A problem seen in the strength training community, especially with adolescents is muscular imbalance.  Far too often do athletes concentrate on strengthening their anterior muscle groups and do not take the time to properly develop their posterior muscle groups.  Unfortunately, many of our high school athletes are on resistance training programs outside of our facility that consist primarily of multiple sets of bench press and squats and may not involve any sets of pull downs or leg curls.  When the ratio between anterior and posterior muscle groups are grossly disproportioned the likelihood of injury increases immensely.  “At Penn State, muscular balance is promoted in our high intensity workouts.
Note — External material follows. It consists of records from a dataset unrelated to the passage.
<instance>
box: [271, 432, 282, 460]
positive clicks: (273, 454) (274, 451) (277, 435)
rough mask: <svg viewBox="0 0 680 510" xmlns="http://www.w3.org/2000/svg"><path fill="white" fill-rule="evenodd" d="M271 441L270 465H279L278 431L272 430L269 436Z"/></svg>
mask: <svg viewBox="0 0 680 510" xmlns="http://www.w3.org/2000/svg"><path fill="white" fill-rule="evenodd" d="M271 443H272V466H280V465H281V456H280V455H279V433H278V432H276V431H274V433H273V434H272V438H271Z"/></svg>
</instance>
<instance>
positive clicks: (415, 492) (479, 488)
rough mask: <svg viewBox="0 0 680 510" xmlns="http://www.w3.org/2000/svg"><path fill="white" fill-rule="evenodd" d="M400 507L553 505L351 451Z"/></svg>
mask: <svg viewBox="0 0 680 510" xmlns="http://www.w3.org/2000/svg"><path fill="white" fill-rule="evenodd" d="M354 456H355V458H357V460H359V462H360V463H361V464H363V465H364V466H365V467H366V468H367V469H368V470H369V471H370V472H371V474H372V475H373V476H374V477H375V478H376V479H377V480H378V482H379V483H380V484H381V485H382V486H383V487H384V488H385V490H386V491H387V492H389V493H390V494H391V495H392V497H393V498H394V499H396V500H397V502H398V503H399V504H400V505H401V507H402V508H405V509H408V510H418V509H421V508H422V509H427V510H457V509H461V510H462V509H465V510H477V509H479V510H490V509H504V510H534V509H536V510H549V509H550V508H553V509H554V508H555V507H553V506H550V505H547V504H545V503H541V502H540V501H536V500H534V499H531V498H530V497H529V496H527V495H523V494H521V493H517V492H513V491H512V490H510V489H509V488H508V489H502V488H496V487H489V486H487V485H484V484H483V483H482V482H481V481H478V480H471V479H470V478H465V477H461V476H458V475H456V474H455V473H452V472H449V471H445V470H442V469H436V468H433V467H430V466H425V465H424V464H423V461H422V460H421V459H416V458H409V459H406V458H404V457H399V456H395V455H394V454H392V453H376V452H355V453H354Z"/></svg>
We do not overemphasize one movement over another,” says Jeremy Scott.

Rest is another important and essential part of High Intensity Training.  Most H.I.T. routines incorporate the entire body.  The routines are kept brief, usually between forty and sixty minutes.  Since so much work is being done during this duration, and is done at a high intensity, rest between workouts is vital.  A large amount of our athletes at All Fitness are relatively active throughout the year.  Overtraining is a constant concern.  For this reason, none of athletes would be subjected to H.I.T. training more than three times a week.

AF harbors athletes from numerous athletic endeavors.  In these endeavors, an athlete may not necessarily be looking for extreme muscular hypertrophy, but a more athletic physique.  H.I.T. incorporates both the aerobic and anaerobic energy systems.  In a given resistance training session an athlete is working their muscular strength, muscular endurance, as well as their cardiovascular system.  This combination gives many of our athletes their ideal results for their specific sport.

There are many debates to which resistance training philosophy is the best for performance enhancement.  The coaching staff at All Fitness Customized Training believes it is a culmination of many different philosophies that will produce the most results.  We realize that different athletes have different body types and their fast twitch to slow twitch muscle fiber ratio also differs.  Where one athlete excels in explosive Olympic lifts another may excel in H.I.T.  It is our job as Sports Performance Coaches to evaluate each athlete and set forth an exercise prescription that tailors to the strengths and goals of the individual athlete.